Bu tür iltihabı önlemek için altı ayda bir diş hekimini ziyaret etmeniz, periodontal cepleri zamanında iyileştirmeniz, vitaminlerle zenginleştirilmiş koruyucu bir diyete uymanız ve ayrıca uygun terapötik diş macunları kullanmanız önerilir.
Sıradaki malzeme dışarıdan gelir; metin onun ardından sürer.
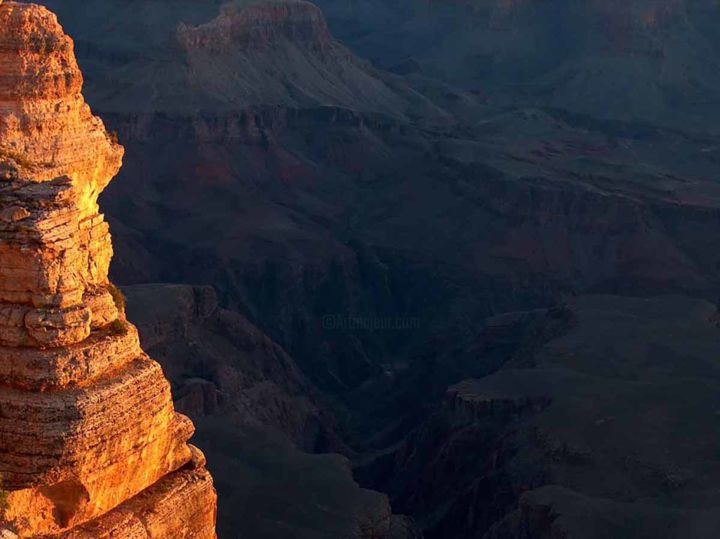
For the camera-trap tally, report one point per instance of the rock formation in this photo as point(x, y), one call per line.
point(90, 444)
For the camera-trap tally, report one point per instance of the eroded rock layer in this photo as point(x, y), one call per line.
point(90, 443)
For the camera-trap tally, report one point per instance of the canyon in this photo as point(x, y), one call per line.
point(452, 164)
point(90, 445)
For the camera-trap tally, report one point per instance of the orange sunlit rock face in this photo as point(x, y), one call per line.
point(90, 443)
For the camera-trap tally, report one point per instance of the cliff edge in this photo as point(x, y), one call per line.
point(90, 443)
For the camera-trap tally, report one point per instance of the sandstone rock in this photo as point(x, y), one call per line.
point(90, 442)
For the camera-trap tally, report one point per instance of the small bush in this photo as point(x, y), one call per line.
point(118, 297)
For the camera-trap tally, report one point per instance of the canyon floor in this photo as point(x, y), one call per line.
point(471, 246)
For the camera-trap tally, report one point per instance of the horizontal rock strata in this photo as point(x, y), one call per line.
point(90, 443)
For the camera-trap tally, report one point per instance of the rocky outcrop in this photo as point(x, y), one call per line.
point(222, 366)
point(598, 432)
point(90, 443)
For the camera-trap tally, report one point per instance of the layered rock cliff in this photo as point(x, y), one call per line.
point(90, 443)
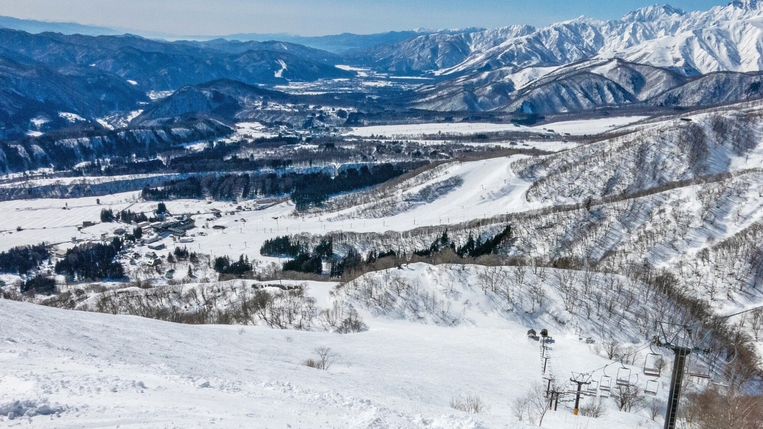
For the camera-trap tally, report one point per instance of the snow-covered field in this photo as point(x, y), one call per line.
point(96, 370)
point(582, 127)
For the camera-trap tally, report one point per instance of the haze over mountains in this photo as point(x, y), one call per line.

Bazı ustalar Alternatif tıp maksillofasiyal bölgenin yukarıdaki iltihaplarının, başvurmadan kolayca tedavi edilebileceğine inanıyorum. cerrahi müdahale. Elbette apsenin kendi kendine açılma olasılığı vardır ancak temizlenmez ve yaradan ölü partikül ve patojen bakteri kalıntıları uzaklaştırılmazsa geçiş olasılığı yüksek olacaktır. akut durum tedavi edilmemiş apsede kalan çürüme ürünleri ile vücudun zehirlenmesinin yanı sıra kronik veya balgam haline gelir.